Plus a 20-minute short film worth watching tonight.

This weekend, I went home to Reno, Nevada with Jonah and my brother on a few missions: to try on my mom's wedding dress, go skiing, and help my parents adopt a new dog. (Two out of three were successful!) Usually after a weekend trip, I'm dragging my feet come Monday, but, this morning, I felt a true joy walking to work. The weekend served as such a welcome recalibration and reset in terms of reminding me of what's important, namely spending time outside which is so easy to forget in a city that doesn't exactly celebrate outdoor adventures. This week is already packed with plans, but I'm prioritizing after-work hikes (it's still February Fitness month, after all!) and morning walks to work. Here's what else I'm loving this week:


This American Life recently had a delightful show on, well, delight! Hosted by Bim Adewunmi, the show covers the unique, floating feeling of delight, but it was the poet Ross Gay's take on the emotion that really captured my attention. According to Gay, delight doesn't just come to you—you have to seek it out: "Delight and curiosity are really tied up. You have to be OK with not knowing things. You have to be actually invested and happy about not knowing things." He spent an entire year capturing moments of delight for his book, The Book of Delights, and found that you have to prime yourself to be able to truly experience it

His take reminded me a lot of my experience with Jury Duty last week. At the beginning of the week, I decided I was going to enjoy it and treat it more like a field trip than a chore, and I spent three days literally delighted by the process. Sure, I had to work late to make up for lost time during the workday and schlep myself downtown each day, but I also got to see a courtroom firsthand, meet people I would never otherwise have the opportunity to, and made a ritual of a daily decaf espresso during lunch where I put my phone away and simply people-watched. As soon as I listened to the show, I walked to my local bookstore, Book Soup, to purchase Gay's collection of essays, which celebrates the small joys of life (while also acknowledging its complexities and darkness). You can also listen to it here, read by Ross Gay, and find the This American Life episode here


I was two minutes into the short film, The Neighbor's Window, when I realized I knew exactly how it ended, not because I'd guessed it, but because I'd heard the story before. The first time I listened to the Love + Radio segment "The Living Room" on Radiolab, I cried on the New York subway (side bar: anyone who lives in New York will do this at least five times), I was so affected by it. It stuck with me for years, and the film, which took home an Oscar last night for Best Live Action Short Film, captures the story beautifully. In it, a married couple with three children see a twenty-something couple across the street from their New York apartment having sex. As the seasons pass, the young couple represents all the vibrancy their own relationship has lost, until something shifts... The entire 20-minute film is available on Youtube here.

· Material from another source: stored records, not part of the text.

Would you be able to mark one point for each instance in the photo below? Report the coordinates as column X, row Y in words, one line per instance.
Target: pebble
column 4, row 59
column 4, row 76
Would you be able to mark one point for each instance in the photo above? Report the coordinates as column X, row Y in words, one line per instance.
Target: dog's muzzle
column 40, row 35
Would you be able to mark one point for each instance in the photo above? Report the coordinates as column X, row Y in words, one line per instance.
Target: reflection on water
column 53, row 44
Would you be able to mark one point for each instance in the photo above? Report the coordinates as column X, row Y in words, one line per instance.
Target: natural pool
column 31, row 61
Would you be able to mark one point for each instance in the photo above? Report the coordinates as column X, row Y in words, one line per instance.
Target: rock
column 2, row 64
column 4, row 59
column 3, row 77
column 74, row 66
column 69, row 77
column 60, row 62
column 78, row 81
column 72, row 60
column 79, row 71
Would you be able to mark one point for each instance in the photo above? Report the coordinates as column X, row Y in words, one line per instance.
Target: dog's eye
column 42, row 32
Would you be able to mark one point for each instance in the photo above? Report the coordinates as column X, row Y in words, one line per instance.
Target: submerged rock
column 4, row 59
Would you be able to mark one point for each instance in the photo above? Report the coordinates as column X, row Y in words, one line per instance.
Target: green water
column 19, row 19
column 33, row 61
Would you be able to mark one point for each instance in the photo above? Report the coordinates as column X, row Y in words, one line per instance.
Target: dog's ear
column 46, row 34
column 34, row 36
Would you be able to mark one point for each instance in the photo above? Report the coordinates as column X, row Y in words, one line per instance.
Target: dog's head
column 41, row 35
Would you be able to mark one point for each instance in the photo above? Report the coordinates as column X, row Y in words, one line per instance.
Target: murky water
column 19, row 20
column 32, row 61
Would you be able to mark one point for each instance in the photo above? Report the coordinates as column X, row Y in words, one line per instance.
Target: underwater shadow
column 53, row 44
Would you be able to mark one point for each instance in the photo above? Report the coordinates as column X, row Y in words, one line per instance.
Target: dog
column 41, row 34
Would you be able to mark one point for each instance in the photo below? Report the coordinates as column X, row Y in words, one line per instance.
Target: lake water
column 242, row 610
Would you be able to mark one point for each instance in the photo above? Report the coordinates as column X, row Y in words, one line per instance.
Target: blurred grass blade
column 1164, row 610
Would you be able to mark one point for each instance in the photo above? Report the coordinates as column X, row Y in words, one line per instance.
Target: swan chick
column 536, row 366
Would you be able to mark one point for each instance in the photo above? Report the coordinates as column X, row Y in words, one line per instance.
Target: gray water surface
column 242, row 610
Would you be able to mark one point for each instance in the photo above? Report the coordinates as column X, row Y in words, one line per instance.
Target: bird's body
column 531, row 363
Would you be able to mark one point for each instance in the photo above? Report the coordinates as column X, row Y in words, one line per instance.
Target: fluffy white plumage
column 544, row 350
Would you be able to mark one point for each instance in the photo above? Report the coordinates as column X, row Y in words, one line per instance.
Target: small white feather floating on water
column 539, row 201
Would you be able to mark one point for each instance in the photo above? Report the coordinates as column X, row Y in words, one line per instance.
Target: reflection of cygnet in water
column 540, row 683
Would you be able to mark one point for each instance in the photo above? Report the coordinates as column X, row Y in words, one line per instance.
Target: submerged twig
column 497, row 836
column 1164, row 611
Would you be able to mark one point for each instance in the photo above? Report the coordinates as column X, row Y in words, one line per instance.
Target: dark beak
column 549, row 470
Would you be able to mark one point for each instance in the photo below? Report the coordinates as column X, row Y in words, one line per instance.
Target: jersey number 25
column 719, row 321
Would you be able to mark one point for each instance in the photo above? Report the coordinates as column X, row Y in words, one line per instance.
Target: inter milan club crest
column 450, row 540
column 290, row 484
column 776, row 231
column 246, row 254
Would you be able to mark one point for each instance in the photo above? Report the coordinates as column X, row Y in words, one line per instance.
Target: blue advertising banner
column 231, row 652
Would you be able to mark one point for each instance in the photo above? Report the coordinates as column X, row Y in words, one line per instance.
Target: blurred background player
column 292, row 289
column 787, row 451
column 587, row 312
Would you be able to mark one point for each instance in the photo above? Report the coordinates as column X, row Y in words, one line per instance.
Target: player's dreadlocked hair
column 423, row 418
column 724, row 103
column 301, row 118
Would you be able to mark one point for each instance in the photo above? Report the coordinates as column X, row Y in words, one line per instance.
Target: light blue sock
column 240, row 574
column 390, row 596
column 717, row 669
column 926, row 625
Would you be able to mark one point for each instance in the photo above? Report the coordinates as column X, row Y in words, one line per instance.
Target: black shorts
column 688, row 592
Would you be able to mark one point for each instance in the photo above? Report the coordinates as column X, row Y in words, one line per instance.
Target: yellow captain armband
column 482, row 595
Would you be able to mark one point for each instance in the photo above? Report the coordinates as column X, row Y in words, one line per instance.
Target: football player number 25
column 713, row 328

P.S., Maria Dizzia, who plays the wife in the film, is also in the L.A. run of the play What the Constitution Means to Me, which I loved. It's running through the end of February at the Mark Taper Forum in Los Angeles. I highly recommend you buy tickets here before it leaves!


I'm not vegan, even though I've tried to be, but I do make an effort to make swaps when possible, and I've found the Instagram @immy.keys (formally @totallyveganbuzz) by an illustrator and vegan advocate to be inspiring and informative! She shares easily save-able drawings of vegan calcium sources and booze, as well as reasons to think twice about meat. Even though I still eat animals, her images have inspired me to make small changes (that may someday finally end in a vegetarian or vegan diet!).